Problems with soul substance (Hume's criticisms)
1. The idea solves nothing
Hume argued that the concept of 'substance' is confused. Saying consciousness emerges from non-material substance is circular: 'We need to explain how a substance can think. A substance can think because soul exists as a thinking substance.'
2. Thinking cannot tell us what is actually the case
Hume suggested that the cause of thought might well be material substance. This is the common twenty-first century view - thought has a physical/material explanation.
3. Souls cannot be counted
If souls are not in space and are invisible, how do we know one body has just one soul? The one-to-one body/soul relationship is merely an assumption.
4. Logic establishes thinking, not an 'I' who thinks
For Descartes, 'I' am something beyond the process of thinking.

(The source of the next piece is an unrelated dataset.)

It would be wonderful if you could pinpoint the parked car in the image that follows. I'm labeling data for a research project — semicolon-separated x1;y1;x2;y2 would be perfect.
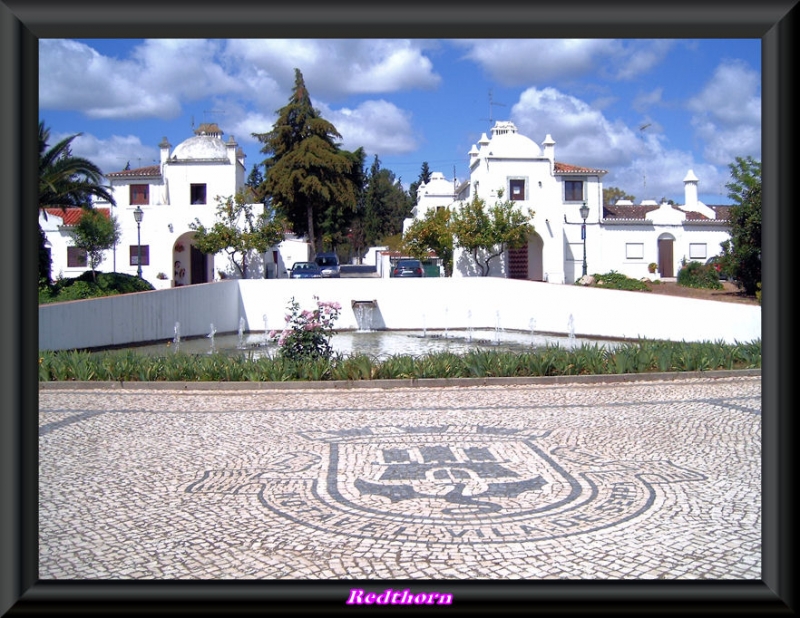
314;253;341;278
289;262;322;279
389;260;425;277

Many philosophers deny this, arguing the 'self' is an illusion - a construct from different sense experiences. The 'self' is the flow of experiences, not something separate observing them.
Exam tips
- Clearly distinguish between Plato's and Aristotle's views of the soul
- Understand why Descartes' three arguments fail
- Be able to explain Ryle's category mistake
- Know Hume's criticisms of soul substance
- Use key terms accurately: psyche, nous, thumos, res extensa, res cognita, qualia
Remember!
Plato: The soul is separate, immortal, and belongs to the world of Forms. It's trapped in the body and consists of three parts (logical, spirited, appetitive).
Aristotle: The soul is the principle of life - what makes something alive. It's inseparable from the body and gives it form and purpose.
Descartes: Argued for substance dualism with three proofs (doubt, divisibility, clear and distinct perception), but all face serious philosophical challenges.
Key criticisms: Ryle's category mistake, Hume's arguments against soul substance, and modern neuroscience's evidence of mind-brain correlation all challenge dualism.
Historical importance: Plato's view dominated western religion; Aristotle's influenced science and medicine; Descartes' shaped modern philosophy but is now largely rejected.